Interiority, Selfhood, and Early Modern English Lyric Poetry

Amber True, Michigan State University

While there is little debate about the existence of lyric poetry in the early modern period, there is ongoing argument regarding lyric poetry’s access to any kind of interiority – specifically that interiority as a concept did not exist during this time period. My paper argues that early modern lyric poetry does, in fact, access a particular kind of interiority, although perhaps with a differing definition from current lyric poetry.

Proposal: 

Charles Taylor argues in Sources of the Self: the Making of Modern Identity that the notion of the individual is a modern idea and thus misapplied in the 15th and 16th centuries.
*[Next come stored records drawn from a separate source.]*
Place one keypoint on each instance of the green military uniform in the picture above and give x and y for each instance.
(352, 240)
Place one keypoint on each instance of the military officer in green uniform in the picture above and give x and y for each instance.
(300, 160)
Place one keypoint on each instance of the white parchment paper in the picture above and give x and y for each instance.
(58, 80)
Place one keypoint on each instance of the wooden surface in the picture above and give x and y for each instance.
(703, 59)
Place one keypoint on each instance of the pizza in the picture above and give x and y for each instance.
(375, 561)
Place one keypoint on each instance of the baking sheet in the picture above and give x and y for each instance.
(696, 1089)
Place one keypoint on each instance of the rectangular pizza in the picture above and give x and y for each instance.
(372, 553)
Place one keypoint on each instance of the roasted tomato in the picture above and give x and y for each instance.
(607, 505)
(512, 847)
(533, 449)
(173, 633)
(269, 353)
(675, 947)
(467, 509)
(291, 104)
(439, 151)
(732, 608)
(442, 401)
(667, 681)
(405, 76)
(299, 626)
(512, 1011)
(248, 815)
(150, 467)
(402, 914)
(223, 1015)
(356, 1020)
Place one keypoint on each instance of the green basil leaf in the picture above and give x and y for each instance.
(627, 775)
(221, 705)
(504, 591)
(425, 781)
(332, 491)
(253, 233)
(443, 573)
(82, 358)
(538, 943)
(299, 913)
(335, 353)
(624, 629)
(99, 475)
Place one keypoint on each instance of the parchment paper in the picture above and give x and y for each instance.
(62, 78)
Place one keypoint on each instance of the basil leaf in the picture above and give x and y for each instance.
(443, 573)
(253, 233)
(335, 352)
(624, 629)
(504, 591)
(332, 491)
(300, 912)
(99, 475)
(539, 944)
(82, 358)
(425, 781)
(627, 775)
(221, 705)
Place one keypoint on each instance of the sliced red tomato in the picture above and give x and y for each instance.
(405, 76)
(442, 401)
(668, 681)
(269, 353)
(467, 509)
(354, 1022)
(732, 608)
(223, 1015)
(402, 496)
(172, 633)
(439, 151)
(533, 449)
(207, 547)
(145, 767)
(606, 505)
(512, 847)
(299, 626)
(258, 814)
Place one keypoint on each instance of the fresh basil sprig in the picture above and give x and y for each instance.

However, many definitions of lyric poetry rely on a notion of interiority and access to the self, and it is mostly agreed upon that lyric poetry as a form exists in the early modern period. Thus we encounter a problematic disjunction.

 

More recent scholarship argues that early modern people had a different sense of identity that employed different vocabulary, but a sense nonetheless. This notion is what I intend to explore in this paper, relying on the poetry of Elizabeth Tudor and George Herbert to illuminate the argument. Early modern English poets, particularly when grappling with religious ideas, represent interiority and self in a highly personal manner – a manner that cannot be ignored in the face of these interiority arguments. I find a distinct representation of self through a speaker in early modern lyric poetry that rebuts current arguments against early modern (and perhaps earlier) interiority.